With the u flag, astral plane characters (surrogate pairs) are processed atomically (so, as code points) with respect to suffix operators and character set ranges, which is why I need the info.
I don't mind the rejection of invalid escape sequences (nor the rest of the syntax validation, it's great), the only issue is orphaned back references (which itself makes a lot of sense for RegExp literals).
Re. replacing, do you mean using a phony sequence (say, &1 for \1, escaping actual & as &&), and replacing them in the final regexp? It would mean that RegExps have to be finalized before they are usable, which is sub-optimal from an API standpoint.
By "replacing", I mean replacing stuff like \a and \z with a and z respectively, among other things. Also, \u{2} in non-/u regexps matches strings with the substring "uu", while in /u regexps, it's equivalent to \x02. So in each case, it's just about stripping redundancy.
You'd be better off lazily generating the regexp in that case and building the backreferences internally - you can design the API to throw on execution if you have a backreference without a corresponding capture.
Yeah probably. The current API has this neat property that it is "RegExp in, RegExp out", benefitting from the validation offered by the RegExp() constructor (so I know that there are no structural loose ends).
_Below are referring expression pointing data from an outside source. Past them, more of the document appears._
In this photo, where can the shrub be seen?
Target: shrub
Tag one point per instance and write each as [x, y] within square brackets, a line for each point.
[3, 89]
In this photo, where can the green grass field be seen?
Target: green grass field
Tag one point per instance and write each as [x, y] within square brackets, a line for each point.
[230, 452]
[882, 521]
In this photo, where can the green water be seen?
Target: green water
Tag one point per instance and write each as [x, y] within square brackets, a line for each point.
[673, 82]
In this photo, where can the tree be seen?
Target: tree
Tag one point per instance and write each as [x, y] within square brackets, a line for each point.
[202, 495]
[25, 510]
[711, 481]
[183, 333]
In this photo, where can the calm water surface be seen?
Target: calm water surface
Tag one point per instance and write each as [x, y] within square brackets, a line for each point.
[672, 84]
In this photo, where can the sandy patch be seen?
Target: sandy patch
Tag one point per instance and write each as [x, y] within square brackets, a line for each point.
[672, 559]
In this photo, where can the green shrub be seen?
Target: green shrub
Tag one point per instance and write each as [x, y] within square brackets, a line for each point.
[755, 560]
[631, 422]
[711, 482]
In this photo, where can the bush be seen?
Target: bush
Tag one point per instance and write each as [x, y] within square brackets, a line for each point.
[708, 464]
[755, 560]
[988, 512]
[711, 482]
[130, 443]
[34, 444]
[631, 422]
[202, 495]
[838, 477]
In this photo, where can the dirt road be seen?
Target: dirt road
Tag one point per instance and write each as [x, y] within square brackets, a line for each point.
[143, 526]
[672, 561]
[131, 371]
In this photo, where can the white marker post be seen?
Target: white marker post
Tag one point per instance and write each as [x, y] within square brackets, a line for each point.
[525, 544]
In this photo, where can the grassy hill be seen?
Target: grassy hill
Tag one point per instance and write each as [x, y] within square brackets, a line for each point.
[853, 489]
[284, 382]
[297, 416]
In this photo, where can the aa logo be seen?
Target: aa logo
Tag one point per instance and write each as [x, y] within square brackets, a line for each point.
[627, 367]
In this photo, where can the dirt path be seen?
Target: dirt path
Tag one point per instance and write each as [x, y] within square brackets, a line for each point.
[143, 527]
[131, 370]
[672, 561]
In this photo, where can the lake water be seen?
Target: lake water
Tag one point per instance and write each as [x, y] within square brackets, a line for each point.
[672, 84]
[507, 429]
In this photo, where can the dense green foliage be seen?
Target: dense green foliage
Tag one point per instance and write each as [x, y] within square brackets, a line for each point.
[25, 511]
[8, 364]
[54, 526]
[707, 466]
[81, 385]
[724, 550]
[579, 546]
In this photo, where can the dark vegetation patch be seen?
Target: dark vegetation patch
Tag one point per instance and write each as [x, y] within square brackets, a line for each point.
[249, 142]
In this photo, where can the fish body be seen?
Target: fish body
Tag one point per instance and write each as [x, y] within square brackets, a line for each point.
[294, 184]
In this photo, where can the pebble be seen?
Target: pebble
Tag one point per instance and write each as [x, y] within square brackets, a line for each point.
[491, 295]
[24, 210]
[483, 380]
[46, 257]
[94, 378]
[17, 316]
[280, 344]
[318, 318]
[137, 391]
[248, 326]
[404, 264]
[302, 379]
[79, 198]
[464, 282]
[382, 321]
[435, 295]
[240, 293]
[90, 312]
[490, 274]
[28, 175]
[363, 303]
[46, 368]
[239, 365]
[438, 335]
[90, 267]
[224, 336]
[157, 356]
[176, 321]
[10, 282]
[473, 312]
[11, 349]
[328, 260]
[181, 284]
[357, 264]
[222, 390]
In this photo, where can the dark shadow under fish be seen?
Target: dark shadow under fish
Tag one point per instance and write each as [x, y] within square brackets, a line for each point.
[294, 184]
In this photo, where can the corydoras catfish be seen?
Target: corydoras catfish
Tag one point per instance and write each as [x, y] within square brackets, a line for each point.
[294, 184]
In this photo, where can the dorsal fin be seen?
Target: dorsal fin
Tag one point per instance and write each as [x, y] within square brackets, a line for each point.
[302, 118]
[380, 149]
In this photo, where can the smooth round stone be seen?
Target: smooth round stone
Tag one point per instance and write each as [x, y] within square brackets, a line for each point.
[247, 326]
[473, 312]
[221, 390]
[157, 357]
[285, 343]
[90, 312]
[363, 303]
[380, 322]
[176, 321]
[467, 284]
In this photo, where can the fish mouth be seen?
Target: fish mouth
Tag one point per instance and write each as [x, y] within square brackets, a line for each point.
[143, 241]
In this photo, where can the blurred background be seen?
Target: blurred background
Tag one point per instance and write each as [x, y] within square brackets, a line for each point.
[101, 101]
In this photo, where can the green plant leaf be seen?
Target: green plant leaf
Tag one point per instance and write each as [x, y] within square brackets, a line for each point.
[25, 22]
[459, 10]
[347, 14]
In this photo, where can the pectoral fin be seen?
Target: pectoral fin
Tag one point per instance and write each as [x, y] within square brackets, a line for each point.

The values returned by the combinators are also necessarily valid, so I guess I could use thunks with a .toRegExp() method, even though I lose in immediacy, which is an important property for me when prototyping.
Another drawback of the current strictness (which doesn't affect me in this case, but will bite people) is that packages like https://github.com/sindresorhus/escape-string-regexp are made obsolete by the u flag, since you can't escape ] or - out of charsets, and the other special characters within a char set...
Edit: pinging @mathiasbynens who was pretty active on the unicode RegExp front.
Edit again: I just ran into the Lone quantifier bracket issue now. The new rules don't make any sense to me. You're being incredibly uptight about not escaping things that don't need to be, then you introduce a new, arbitrarily mandatory escape sequence. ... OTOH /[-[-]/u still works fine.
Edited, hopefully one last time: I know that they are intended as ergonomic improvements, but I'm afraid the new rules make handling escaping more complex in practice. The rules before were
you can escape whatever you like
but you don't have to unless it is necessary for semantics reasons, with the exception of \).
Now it is
you must have perfect knowledge of the JS RegExp syntax to know what to escape
you can only escape when strictly necessary
except for unmatched parentheses, backets and braces outside character classes
So now you need expert level knowledge of the syntax of the JS dialect to start using them.
The new rules (with the exception of the alphabetic escape sequences which are necessary for forwards compatibility) make RegExps even less approachable for occasional (i.e. most) users.